Overall, the performance of the hybrid model was the best. It achieved an F1 score of 0.90, a sensitivity of 0.90, a specificity of 0.90, a PPV of 0.90, and an NPV of 0.90. The CNN model achieved equally high sensitivity of 0.90 but performed slightly worse on the additional metrics, while the RNN performed consistently worse on all metrics against both the hybrid and CNN model. The rule‐based model performed worse than all deep learning models.
3.3. Test of internal validity
We evaluated the hybrid model’s performance within each of the different patient groups on sentence level (Figure 2). It was calculated on the full data set including training, validation, and test sets. The model shows an almost equal performance for all patient groups, highest for “eyes” at 0.98, and lowest for “leukemia” at 0.95.
3.4. Performance of the hybrid model on note level
We further tested the performance of the hybrid model on a note level by classifying all sentences and aggregating the result to the full note. The seven EHRs contained 700 notes, of which 49 were positive. The hybrid model achieved a sensitivity of 1.00, a specificity of 0.52, a PPV of 0.14, an NPV of 1.00, an F1 score of 0.24, and an AUC of 0.76.
3.5. Visualization of bleeding events in EHR text
In this study, we chose to use the sentence‐level model on a note level because it makes the model capable of explaining its predictions. The model outputs all notes with predicted bleeding events, highlighting the sentence(s) found to indicate bleeding (representative example translated to English in Figure 3, original in Figure S1).
4. DISCUSSION
We present a deep learning model that automatically detects bleeding events in EHRs with a sensitivity of 0.90 on sentence level and 1.00 on note level.
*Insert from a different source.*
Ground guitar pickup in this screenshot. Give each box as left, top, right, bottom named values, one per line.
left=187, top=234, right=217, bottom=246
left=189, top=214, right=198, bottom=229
This enables clinicians to receive automatic visualization of EHR notes with bleeding events. The hybrid model, combining an RNN and a CNN, performed best for bleeding detection on sentence level (F1 = 0.90).
In congruence with our study, others have found that machine learning can be used for finding bleeding in EHRs. Rumeng et al. 15 used a deep learning model to detect bleeding events in sentences of EHRs (F1 = 0.94). The study comprised a data set of 2902 sentences extracted from 878 notes from patients with cardiovascular events. Taggart et al. 17 detected bleeding events at a note level with a rule‐based approach (F1 = 0.74) and a CNN (F1 = 0.40) on a test set consisting of 660 notes. The rule‐based model was trained on 990 notes and the CNN was trained on 450 notes.
In contrast to our study, Taggart et al. found that their rule‐based approach performed better than their CNN but it may, however, be due to the limited amount of training data for the CNN, which is a well‐known limitation in machine learning. 29 , 30 Rumeng et al. also used a small data set, and moreover, the data used were exclusively from patients with cardiovascular events. Therefore, in the above studies, the data sets might not be representative of bleeding in all sites and the model might not be generalizable to other patient groups. The model presented in our study used a data set of 11 786 sentences extracted from 44 875 notes representative for multiple types of bleeding. In the internal validity test, we found that our model generalizes well to different types of bleeding.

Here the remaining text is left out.